Does anyone know of any bottle shops or fancy liquor stores in Melbourne that sell Dogfish head? In particular their 60, 90, and 120 min IPAs and their Chicory stout?
Although anything they make would be good to try.

Cheers


----------



## tricache (26/3/13)

Good luck finding any of the Dogfish Head range over here...crazy hard I have found without ordering online


----------



## bum (26/3/13)

Not exacly what you're after but slowbeer has these:
http://www.slowbeer.com.au/?wpsc_product_category=dogfish-head

I was dead keen on trying tonnes of their beers once upon a time - then I did and that went away. Some of their beers are pretty nice on tap but all have (what I consider a fairly unpleasant) oily mouthfeel in the bottle.
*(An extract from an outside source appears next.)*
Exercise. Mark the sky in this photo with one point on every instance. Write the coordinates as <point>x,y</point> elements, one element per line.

Palo Santo Marron is the only beer of theirs I rate in a bottle.


----------



## doon (26/3/13)

Not a bottle shop but the park hotel have a few different ones


----------



## Truman42 (26/3/13)

Thanks gents. Will check them out

@Doon.. Which Park hotel? Werribee? Abbotsford? Or another perhaps? Can you buy take always?


----------



## doon (26/3/13)

werribee mate


----------



## ianj84 (26/3/13)

Acland cellars, st kilda sometimes has them but check the date, most of their US beers are past their best before.


----------



## dhal4 (26/3/13)

Try Purvis cellars in Surrey Hills or Richmond


----------



## Edak (26/3/13)

Yeah I purvis doesn't have it then nobody does.


----------



## surly (26/3/13)

Chapel st cellars? I haven't been in about a year, but they usually have a decent range.


----------



## Kingbrownbrewing (26/3/13)

The Park Hotel in weribee stock a good range of American IPA's, and will do a good price on takeaways. Ask for Joey aka 'The Sloth' at the bar and he will sort you out. Tell him I sent you.


----------



## Truman42 (27/3/13)

Thanks again gents will check all those leads out.


----------



## lukiep8 (30/3/13)

They aren't officially imported into Australia so anything you find is grey market. You won't ever find the 120 over here. Def. check the bottled-on dates. If they don't have one, then some naughty person has scrubbed it off!


----------



## jaymzica (10/4/13)

i know u want bottles, but i know the Alehouse project has some dogfish on tap


----------



## Spiesy (10/4/13)

I saw one or two of their bottled beers at Harvest, High St, Northcote.


----------



## maggotbrain65 (10/4/13)

Acland Cellars in St Kilda also. All grey imports.


----------



## citizensnips (24/4/13)

I'd been trying to get dogfish for so long ever since I saw the mini series discovery did. Sam is a legend. Anyway completely forgot about them, went to acland cellars the other night for the first time after having some quality mexican from blue corn and saw these two bad boys, couldn't believe it! also had to pick up the sierra nevada, I cant resist, its one of the best beers I've had in a while. 
btw that shop is very nice, so many good beers :icon_drool2:

Ill let you know how they go,
cheers


----------